第12話:バズの代償
翌朝。
出社すると、フロア全体の空気がいつもと違った。
ひそひそ声、スマホの光。
みんなが何かを見ている。
「……何かあったんですか?」
成田が顔をしかめながらスマホを差し出した。
『理想の上司=柊誠(広告代理店営業部→広報部)で確定か』
『投稿の一部に“部下との恋愛”を示唆する内容も!?』
(――やっぱり……)
画面の下には、
柊のアカウント《@WORK_LIFE_BALANCE》の投稿スクショ。
昨日の「隠れない」という言葉が、
もう“告白”として拡散されていた。
⸻
「……柊課長、会社に来てる?」
「いや、朝から本社に呼ばれてるっぽい」
「そりゃそうだよな。炎上レベルだぞこれ」
真由の指先が冷たくなっていく。
(どうしよう……課長、絶対に一人で責任取ろうとしてる)
⸻
昼。
広報部の会議室前。
ドアの向こうから、怒鳴り声が聞こえる。
「SNSは会社の顔でもあるんだぞ!」
「申し訳ありません」
「“理想の上司”の名前で発信していたとは――」
中の声は柊のもの。
静かで、でも揺るぎない。
(止めなきゃ……でも、私が出たら余計に……)
胸の奥で、何かがぎゅっと締めつけられた。
⸻
午後。
ようやく柊が戻ってきた。
その顔は、少しだけ疲れて見えた。
「課長……!」
「藤原、仕事に戻れ」
「でも!」
「心配いらない」
「嘘です」
柊は一瞬だけ目を閉じ、
そして笑った。
「……嘘が下手になったな」
「課長にだけ、です」
その返しに、彼の口元が少し緩む。
「……後で、話そう」
⸻
夕方。
屋上。
風が強い。
いつもの場所で、二人は並んで立っていた。
「……本当に言っちゃったんですね」
「ああ」
「後悔、してませんか?」
「してたら、ここに立ってない」
短く、それだけ言って空を見上げる。
「世間がどう言おうと、
“理想の上司”の言葉は、俺の言葉だ。
君が笑ってくれた日々を、嘘にしたくない」
「……課長」
風が頬を打つ。
真由の目から、涙がひと筋落ちた。
「でも、会社が……」
「今日、人事から呼び出された」
「え……!」
「処分はまだわからない。
だが、“部下との関係”についても調査が入るらしい」
「私のせいです!」
「違う」
「違くないです!」
彼は少し笑って首を振る。
「君は、俺の言葉を信じてくれた。
その事実が、俺に勇気をくれたんだ」
「……勇気?」
「“誰かを想う気持ち”を、隠さない勇気だ」
沈黙。
夕日が二人の影を重ねる。
⸻
その夜。
真由のスマホが震えた。
《@WORK_LIFE_BALANCE》
「“理想”は壊れた。
けれど、守りたい“現実”ができた。
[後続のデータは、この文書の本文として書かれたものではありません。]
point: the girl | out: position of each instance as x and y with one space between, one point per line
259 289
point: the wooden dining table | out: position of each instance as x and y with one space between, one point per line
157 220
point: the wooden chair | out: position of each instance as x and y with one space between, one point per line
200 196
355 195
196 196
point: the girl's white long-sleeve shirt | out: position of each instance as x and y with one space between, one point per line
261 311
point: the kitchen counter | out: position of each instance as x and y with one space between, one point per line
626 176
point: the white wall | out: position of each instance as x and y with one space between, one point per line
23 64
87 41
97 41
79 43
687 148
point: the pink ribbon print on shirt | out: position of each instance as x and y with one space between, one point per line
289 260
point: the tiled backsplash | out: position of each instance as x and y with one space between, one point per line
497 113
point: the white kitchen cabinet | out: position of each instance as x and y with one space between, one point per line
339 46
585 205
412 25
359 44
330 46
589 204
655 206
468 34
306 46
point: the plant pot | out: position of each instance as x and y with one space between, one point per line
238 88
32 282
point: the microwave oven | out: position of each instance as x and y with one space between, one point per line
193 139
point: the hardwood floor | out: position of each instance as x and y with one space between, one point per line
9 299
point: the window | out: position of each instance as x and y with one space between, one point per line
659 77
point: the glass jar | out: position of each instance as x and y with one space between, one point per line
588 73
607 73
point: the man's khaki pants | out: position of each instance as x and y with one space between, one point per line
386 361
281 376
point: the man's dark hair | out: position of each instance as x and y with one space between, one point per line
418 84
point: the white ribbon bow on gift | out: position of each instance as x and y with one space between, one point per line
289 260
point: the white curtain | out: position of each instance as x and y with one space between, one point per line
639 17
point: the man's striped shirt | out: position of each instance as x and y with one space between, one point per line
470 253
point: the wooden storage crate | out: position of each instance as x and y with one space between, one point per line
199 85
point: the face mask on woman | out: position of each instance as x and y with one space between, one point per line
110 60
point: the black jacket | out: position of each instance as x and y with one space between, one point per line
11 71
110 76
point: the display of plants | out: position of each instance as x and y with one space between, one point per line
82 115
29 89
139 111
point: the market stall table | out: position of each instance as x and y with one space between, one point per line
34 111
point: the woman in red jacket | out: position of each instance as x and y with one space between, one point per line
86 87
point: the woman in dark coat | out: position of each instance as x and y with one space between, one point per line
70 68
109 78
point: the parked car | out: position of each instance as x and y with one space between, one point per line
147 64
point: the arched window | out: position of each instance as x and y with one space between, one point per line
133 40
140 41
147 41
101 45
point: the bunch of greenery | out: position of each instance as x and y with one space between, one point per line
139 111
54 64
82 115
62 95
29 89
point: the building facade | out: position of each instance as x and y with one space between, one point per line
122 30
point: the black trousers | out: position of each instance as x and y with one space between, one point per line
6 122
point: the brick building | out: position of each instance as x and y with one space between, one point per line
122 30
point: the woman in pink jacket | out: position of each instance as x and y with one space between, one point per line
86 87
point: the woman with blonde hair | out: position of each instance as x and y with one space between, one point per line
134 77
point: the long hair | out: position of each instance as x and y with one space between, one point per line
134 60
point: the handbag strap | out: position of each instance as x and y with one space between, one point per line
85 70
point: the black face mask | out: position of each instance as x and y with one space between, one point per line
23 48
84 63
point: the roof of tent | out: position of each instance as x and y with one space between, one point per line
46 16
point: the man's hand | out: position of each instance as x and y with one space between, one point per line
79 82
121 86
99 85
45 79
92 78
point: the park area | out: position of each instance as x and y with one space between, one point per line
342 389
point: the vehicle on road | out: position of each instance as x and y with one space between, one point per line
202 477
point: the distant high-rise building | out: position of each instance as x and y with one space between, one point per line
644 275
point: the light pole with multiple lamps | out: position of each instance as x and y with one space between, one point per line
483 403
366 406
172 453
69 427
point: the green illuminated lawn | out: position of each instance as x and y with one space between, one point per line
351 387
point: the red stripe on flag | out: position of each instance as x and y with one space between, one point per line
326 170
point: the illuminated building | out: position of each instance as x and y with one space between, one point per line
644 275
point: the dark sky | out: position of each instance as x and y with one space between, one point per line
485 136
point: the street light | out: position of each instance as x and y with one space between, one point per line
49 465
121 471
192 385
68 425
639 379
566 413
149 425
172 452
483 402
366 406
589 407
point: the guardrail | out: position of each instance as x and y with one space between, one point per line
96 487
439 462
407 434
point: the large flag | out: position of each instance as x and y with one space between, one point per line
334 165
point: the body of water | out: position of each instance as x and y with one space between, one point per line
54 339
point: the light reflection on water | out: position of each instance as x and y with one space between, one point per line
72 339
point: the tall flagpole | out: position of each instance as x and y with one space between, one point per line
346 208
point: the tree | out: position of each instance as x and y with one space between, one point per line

」
画面の下に、
無数のコメント。
「本当の上司だ」
「会社のために声を上げる姿、尊敬します」
「恋愛も仕事も本音で生きていい」
そして――
《@mayu_worklife:理想より、あなたが好きです。》
送信ボタンを押した瞬間、
心臓が高鳴った。
(もう、誰にも隠さない)
⸻
翌朝。
出社すると、デスクの上に一枚の封筒があった。
“出向命令書 柊誠 関連子会社へ出向”
「……そんな……」
指先が震える。
その下に、小さなメモ。
『君の投稿、見た。ありがとう。
ここからでも、風は届く。――誠』
「課長……」
涙が滲んだ視界の中で、
スマホが震える。
《@WORK_LIFE_BALANCE》
「“場所”が変わっても、想いは届く。